Am 19.März setzten das Konzerthausorchester Berlin und Dirigent Christoph Eschenbach ein musikalisches Zeichen der Solidarität und widmeten ukrainischen Kindern und ihren Familien ein besonderes Konzert. Auch für mich selbst ein ganz besonderes Erlebnis [online]. Hier ist der link. Nutzbar bis 17.Juni 2022.

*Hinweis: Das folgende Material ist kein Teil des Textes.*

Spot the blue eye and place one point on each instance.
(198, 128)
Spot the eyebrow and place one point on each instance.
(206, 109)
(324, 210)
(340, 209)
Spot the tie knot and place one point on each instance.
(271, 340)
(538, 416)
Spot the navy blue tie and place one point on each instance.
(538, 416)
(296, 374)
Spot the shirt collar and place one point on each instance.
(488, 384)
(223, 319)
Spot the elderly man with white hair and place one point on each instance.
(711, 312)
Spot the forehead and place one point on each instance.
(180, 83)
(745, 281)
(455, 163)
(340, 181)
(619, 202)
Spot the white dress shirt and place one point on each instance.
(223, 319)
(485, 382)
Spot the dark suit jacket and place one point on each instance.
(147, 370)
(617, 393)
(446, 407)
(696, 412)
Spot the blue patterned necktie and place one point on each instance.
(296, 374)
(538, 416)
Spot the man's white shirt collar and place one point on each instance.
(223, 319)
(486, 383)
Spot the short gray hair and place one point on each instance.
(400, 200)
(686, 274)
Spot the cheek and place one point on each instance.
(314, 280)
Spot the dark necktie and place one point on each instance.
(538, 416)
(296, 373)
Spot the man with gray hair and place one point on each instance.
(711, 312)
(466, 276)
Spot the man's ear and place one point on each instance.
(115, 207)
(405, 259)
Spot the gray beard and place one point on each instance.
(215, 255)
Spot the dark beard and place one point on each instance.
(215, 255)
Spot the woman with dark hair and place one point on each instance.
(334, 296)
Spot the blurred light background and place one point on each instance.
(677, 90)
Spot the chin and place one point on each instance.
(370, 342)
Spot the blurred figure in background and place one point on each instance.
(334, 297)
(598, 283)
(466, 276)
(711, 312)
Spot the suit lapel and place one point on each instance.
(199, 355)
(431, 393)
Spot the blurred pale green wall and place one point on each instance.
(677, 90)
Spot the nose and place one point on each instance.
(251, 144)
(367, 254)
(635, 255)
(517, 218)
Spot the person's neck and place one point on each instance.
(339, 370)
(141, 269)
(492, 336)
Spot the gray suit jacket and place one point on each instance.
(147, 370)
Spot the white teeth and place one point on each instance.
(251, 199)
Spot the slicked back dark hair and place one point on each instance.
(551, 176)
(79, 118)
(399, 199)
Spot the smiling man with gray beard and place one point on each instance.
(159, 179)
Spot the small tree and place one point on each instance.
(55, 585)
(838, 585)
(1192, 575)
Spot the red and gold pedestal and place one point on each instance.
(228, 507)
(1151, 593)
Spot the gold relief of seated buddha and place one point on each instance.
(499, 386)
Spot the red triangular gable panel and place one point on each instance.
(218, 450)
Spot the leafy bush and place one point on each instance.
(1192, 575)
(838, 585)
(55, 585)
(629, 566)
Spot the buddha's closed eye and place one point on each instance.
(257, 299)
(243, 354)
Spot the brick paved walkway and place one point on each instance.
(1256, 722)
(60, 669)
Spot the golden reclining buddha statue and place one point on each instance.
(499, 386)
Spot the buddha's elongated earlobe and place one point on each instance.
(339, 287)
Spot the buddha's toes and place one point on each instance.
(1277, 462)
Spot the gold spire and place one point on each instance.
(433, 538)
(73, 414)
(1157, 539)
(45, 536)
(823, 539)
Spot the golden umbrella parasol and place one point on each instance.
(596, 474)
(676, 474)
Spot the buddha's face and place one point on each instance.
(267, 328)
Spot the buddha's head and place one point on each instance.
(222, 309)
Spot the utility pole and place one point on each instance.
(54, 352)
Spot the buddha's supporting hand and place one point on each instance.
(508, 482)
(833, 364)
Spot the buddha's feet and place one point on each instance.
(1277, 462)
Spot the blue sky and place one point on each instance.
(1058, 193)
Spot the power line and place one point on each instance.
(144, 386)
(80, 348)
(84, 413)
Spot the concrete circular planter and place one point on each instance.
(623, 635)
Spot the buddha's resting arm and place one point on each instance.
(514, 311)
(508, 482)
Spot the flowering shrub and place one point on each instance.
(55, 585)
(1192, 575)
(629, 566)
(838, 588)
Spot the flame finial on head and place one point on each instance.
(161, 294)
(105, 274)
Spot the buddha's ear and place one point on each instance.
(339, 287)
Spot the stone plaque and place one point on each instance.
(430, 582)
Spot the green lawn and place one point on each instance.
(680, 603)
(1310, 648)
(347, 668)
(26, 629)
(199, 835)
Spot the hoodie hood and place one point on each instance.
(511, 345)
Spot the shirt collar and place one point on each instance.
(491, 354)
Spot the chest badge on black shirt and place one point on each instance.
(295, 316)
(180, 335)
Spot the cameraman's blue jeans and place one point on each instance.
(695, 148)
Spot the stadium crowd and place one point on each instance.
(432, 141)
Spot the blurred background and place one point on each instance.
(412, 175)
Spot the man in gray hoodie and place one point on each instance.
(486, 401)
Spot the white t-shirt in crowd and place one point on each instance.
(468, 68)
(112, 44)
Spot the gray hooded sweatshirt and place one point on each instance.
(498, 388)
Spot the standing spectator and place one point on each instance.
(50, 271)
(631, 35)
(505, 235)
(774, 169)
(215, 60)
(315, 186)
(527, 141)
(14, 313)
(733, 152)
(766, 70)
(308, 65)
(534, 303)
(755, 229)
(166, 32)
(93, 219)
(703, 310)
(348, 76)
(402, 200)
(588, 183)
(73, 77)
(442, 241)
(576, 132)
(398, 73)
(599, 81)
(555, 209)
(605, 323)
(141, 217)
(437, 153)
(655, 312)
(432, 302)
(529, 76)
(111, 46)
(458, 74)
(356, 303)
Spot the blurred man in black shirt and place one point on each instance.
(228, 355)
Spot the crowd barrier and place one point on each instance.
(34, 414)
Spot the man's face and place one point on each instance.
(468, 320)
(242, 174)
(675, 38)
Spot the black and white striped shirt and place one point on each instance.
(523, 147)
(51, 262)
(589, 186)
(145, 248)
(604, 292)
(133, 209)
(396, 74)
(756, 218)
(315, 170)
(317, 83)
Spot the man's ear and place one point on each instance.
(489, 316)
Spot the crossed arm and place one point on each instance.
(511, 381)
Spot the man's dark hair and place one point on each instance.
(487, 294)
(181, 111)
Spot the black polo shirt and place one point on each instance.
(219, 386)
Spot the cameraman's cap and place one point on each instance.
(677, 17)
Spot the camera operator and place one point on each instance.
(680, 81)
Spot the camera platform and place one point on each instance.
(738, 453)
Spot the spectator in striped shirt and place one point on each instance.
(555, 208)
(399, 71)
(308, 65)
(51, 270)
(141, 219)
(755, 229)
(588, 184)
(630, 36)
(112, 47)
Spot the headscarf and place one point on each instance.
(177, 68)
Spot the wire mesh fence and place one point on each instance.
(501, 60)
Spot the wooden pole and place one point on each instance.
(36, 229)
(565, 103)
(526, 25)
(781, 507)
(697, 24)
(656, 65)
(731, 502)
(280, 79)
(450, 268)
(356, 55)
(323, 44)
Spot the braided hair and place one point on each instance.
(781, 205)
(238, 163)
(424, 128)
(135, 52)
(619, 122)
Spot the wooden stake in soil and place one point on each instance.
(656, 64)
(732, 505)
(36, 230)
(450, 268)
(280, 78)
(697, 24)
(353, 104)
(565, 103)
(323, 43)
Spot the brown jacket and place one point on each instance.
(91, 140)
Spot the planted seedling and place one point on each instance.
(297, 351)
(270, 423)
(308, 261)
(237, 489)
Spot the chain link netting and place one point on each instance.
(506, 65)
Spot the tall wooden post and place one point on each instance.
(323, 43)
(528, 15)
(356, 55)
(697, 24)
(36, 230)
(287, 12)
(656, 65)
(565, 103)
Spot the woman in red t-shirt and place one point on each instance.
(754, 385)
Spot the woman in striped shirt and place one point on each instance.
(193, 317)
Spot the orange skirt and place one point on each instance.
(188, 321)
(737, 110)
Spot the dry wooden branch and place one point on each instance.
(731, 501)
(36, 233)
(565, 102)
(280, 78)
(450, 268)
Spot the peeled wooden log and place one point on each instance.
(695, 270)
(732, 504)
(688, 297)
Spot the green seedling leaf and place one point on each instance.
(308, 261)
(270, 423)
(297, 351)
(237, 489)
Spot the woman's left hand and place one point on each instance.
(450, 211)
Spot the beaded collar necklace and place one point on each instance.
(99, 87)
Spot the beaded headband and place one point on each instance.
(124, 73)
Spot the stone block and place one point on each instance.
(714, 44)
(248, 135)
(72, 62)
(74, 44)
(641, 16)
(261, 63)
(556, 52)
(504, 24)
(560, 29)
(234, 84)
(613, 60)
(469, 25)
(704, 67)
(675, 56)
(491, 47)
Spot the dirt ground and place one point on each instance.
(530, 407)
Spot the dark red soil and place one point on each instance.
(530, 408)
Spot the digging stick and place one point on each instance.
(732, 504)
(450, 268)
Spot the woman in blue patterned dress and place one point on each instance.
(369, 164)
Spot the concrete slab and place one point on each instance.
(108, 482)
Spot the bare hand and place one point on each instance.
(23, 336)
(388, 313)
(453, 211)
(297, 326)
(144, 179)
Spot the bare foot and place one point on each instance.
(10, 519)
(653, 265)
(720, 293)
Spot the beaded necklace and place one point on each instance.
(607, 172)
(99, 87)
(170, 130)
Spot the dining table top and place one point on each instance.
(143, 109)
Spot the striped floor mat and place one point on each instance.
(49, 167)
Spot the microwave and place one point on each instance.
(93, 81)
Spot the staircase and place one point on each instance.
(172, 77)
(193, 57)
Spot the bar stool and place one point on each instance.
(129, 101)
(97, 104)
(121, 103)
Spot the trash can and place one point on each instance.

https://www.3sat.de/kultur/musik/solidaritaetskonzert-ukraine-100.html

Das ganz Besondere an diesem Ereignis ist für mich die Auswahl der Musik … und der Dirigent Christoph Eschenbach, den wir – als Familie – in der Gruppe der damaligen Klaviervirtuosen Helmut Schmidt, Justus Frantz und Gerhard Opitz  kennenlernten, die Gruppe, die in 1985 vier von Bachs sechs Klavierkonzerten (BWV 1060, 61, 63, 65) für Deutsche Grammophon einspielten (ganz rechts auf dem Cover).

Eschenbach hat hier ein paar Worte zu diesem Solidaritätskonzert gesagt, die mich auf ihn neugierig gemacht haben und die als Begründung für die Auswahl der Musikstücke starke Assoziationen auslösen. Die Mutter Eschenbachs starb bei seiner Geburt. Er wurde 1940 in Breslau als Christoph Ringmann geboren; sein Vater Heribert Ringmann starb wenige Jahre später in einem Strafbataillon an der Kriegsfront. Nach dem Krieg erkrankte der Vollwaise in einem Waisenhaus an Typhus.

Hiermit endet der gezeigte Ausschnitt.